Glossaire
CGlossaire

Configuration Item (CI)

Any component tracked in a CMDB because a change, loss, or misconfiguration would impact an IT service.

A Configuration Item (CI) is any IT estate component tracked in a CMDB because a change, loss, or misconfiguration of that component would impact an IT service. It is the atomic unit of configuration management in ITIL — the building block underlying every ITSM, ITAM, and SecOps practice.

A CI can be an application, a server, a workstation, a license, a contract, a database, a Kubernetes cluster, a business service, a runbook. The precise definition of a CI — its granularity, attributes, and relationships — is one of the most structural (and most neglected) decisions in any CMDB program.

CI types

ITIL 4 distinguishes four main CI families:

  • Hardware CIs: servers, storage arrays, network gear, user workstations, printers.
  • Software CIs: applications, operating systems, middleware, containers, firmware.
  • Service CIs: business services, SaaS subscriptions, outsourced services.
  • Documentation CIs: runbooks, contracts, SLAs, architecture diagrams.

This typology is extensible: some organizations add people CIs (owners, teams), business process CIs, or regulatory CIs.

Attributes and relationships

Each CI carries two types of information:

  • Attributes: own characteristics (name, version, owner, criticality, data classification, commissioning date, associated contract).
  • Relationships: links to other CIs ("runs on", "depends on", "connected to", "supports the service"). This network of relationships is what turns a flat list into an exploitable graph.

A critical business application can have dozens of relationships: VMs, databases, consumed APIs, owning teams, vendor contracts, supported business processes.

Granularity: the hardest decision

The granularity choice for CIs is the most important arbitration in a CMDB program:

  • Too coarse: (1 CI = 1 entire ERP): impact analysis loses precision.
  • Too fine: (1 CI = 1 ephemeral Kubernetes container): impossible to maintain manually.
  • Good compromise: a granularity level per CI class, documented in a modeling policy.

Practical rule: granularity should allow answering the business question "if this CI goes down, what stops?" — no more, no less.

CI vs Asset

  • An asset (ITAM) is tracked for its financial and contractual dimension (cost, owner, contract, depreciation).
  • A CI is tracked for its operational dimension (relationships, configuration, service impact).
  • A same physical element can be both asset and CI (a server), but not always (a contract is an asset but rarely a relevant CI; an ephemeral Kubernetes cluster may be a CI but not an asset).

Modern platforms unify both views in a single graph to avoid double entry.

CI lifecycle

A CI typically follows ITIL states:

  • Planned: acquisition decision taken.
  • Ordered: purchase in progress.
  • In stock: received but not deployed.
  • In production: active and used.
  • In obsolescence: flagged but still in service.
  • Retired: decommissioned.
  • Destroyed: gone from the IT estate.

State transitions are tracked in the CMDB and feed technical obsolescence analysis.

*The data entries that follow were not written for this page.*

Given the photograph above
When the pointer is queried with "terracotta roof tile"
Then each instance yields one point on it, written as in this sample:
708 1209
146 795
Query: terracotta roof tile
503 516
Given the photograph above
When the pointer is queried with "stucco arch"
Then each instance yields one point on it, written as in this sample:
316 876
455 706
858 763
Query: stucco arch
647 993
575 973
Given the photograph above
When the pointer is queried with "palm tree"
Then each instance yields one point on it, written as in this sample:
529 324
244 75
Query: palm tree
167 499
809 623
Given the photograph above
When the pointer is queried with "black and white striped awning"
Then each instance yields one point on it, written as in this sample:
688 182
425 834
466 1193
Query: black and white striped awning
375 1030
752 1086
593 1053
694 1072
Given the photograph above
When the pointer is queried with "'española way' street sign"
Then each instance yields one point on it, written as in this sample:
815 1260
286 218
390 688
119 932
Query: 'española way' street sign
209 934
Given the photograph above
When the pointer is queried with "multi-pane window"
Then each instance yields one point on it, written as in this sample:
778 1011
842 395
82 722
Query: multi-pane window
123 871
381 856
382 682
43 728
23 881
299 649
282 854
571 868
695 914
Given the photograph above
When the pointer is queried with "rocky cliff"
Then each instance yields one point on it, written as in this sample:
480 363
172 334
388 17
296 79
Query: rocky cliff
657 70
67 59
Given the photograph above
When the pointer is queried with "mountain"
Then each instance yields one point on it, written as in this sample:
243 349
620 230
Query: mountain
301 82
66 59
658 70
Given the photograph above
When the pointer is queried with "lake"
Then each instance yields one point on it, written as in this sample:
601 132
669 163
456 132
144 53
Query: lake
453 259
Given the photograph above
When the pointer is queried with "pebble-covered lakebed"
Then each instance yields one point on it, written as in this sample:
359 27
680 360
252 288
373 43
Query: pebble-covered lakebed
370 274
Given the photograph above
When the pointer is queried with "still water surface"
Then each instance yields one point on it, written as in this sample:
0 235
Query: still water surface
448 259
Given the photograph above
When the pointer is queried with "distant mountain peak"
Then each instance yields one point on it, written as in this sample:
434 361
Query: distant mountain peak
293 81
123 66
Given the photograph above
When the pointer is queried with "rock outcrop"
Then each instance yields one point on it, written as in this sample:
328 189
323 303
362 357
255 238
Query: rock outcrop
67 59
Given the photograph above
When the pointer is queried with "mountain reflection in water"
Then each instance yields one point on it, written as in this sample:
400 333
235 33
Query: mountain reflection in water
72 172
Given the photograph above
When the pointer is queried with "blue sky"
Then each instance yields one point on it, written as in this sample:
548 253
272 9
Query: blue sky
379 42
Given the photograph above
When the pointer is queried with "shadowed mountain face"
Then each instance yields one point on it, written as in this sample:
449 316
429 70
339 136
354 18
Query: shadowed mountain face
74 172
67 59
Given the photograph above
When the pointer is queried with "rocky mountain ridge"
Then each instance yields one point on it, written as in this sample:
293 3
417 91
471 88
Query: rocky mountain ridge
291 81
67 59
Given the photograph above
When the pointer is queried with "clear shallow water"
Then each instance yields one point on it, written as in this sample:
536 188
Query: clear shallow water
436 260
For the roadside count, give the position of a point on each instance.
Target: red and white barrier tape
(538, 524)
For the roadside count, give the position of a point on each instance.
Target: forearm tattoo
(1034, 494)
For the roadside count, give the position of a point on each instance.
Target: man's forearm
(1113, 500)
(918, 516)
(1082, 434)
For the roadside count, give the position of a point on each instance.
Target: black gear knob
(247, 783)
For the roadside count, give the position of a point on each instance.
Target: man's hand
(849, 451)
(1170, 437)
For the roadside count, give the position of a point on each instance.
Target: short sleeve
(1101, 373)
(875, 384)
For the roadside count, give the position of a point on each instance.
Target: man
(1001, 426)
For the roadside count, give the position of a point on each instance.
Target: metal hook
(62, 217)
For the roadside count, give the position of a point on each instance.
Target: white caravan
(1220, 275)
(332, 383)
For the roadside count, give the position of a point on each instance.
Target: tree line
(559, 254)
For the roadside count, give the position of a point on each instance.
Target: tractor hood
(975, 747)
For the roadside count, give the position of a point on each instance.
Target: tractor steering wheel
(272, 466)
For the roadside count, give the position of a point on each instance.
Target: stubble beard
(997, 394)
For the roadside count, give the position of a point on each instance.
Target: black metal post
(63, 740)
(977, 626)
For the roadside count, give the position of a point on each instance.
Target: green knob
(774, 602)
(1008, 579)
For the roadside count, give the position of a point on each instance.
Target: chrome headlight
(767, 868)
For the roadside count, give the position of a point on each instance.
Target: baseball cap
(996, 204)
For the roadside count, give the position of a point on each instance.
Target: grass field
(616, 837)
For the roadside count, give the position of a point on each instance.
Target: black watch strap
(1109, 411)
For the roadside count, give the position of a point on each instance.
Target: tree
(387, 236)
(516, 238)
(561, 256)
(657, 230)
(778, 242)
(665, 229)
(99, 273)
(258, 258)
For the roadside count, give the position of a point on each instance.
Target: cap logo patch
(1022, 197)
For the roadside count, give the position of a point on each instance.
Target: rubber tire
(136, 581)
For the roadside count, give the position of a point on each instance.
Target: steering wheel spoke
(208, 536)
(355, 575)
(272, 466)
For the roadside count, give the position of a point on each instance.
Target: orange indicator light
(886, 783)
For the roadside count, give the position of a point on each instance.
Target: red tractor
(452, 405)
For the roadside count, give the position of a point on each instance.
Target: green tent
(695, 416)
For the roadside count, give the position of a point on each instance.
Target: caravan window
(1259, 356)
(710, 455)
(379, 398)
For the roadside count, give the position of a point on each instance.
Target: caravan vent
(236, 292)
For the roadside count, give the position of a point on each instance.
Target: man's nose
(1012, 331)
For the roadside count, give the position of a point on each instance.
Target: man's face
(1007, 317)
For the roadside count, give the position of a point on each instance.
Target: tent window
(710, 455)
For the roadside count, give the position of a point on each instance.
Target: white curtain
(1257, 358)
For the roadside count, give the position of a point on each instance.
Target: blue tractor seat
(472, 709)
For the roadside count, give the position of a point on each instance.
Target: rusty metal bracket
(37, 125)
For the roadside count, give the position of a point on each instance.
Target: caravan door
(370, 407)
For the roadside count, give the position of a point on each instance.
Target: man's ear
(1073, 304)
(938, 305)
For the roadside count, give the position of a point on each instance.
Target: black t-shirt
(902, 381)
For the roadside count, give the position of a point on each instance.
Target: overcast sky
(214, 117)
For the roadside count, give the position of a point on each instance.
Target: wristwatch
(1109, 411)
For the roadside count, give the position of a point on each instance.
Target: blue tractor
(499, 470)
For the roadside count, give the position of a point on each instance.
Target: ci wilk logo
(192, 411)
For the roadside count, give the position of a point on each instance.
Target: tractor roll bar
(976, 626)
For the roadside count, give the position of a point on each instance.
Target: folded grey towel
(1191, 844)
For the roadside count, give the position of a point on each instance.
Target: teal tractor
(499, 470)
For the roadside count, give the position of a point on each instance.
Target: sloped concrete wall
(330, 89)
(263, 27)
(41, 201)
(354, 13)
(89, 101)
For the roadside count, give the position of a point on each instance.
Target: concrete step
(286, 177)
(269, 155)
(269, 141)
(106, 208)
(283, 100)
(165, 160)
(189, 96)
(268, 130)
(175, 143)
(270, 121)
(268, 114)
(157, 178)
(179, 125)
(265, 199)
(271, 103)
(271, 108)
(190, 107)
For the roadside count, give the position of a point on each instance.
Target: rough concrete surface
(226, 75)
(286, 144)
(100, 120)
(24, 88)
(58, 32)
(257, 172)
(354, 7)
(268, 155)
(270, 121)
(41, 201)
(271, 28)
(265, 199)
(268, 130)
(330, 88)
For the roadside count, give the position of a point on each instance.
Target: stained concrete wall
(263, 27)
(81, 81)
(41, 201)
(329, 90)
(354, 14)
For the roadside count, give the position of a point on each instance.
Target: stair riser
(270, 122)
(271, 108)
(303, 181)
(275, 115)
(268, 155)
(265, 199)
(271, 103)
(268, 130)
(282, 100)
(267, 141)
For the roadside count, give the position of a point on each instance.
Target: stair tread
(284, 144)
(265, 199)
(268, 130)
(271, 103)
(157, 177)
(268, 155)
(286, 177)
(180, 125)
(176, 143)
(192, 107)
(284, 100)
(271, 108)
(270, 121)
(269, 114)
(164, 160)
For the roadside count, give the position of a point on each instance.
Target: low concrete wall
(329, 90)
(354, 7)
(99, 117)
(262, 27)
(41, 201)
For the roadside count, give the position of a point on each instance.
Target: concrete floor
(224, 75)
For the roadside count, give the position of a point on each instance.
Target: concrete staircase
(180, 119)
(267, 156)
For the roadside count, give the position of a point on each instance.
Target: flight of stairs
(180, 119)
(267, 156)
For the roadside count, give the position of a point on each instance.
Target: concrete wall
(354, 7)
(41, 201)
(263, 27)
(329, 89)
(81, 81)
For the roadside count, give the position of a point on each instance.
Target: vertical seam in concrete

Source of truth and quality

The central challenge of a CI is not its creation but its freshness. A manually entered CI drifts from reality within weeks. Best practices:

  • Automatic source: every CI class must have an automatic discovery source (cloud API, SSO, endpoint agent, network scan).
  • Clear owner: each CI has a named business or technical owner.
  • Last-verified date: a CI without an update in 90 days is probably stale.
  • Confidence score: a metadata field that indicates data reliability.

Kabeen rebuilds the application CI graph automatically from agents, SSO, expense data, and user feedback — eliminating the manual data entry that is the number one cause of CMDB failure.

Questions fréquentes

What is a Configuration Item (CI)?

A CI (Configuration Item) is any IT estate component tracked in a CMDB because a change, loss, or misconfiguration of that component would impact an IT service. It is the atomic unit of configuration management in ITIL. A CI can be an application, a server, a license, a contract, a Kubernetes cluster, or a business service.

What is the difference between a CI and an asset?

An asset (in ITAM terms) is tracked for its financial and contractual dimension (cost, owner, contract, depreciation). A CI is tracked for its operational dimension (relationships, configuration, service impact). A same element can be both asset and CI (a server) but not always (a contract is an asset but rarely a relevant CI). Modern platforms unify both views in a single graph.

What granularity should you choose for CIs?

The right compromise is by CI class, documented in a modeling policy. Too coarse (1 CI = 1 entire ERP) destroys impact-analysis precision. Too fine (1 CI = 1 ephemeral Kubernetes container) makes maintenance impossible. Practical rule: granularity should allow answering "if this CI goes down, what stops?" — no more, no less.

How do you maintain CI quality over time?

Four levers: (1) automatic discovery source for every CI class (cloud API, SSO, endpoint agent, network scan); (2) a named owner per CI; (3) a last-verified date — a CI without an update in 90 days is probably stale; (4) a confidence score. Manual entry is the number one cause of CMDB failure.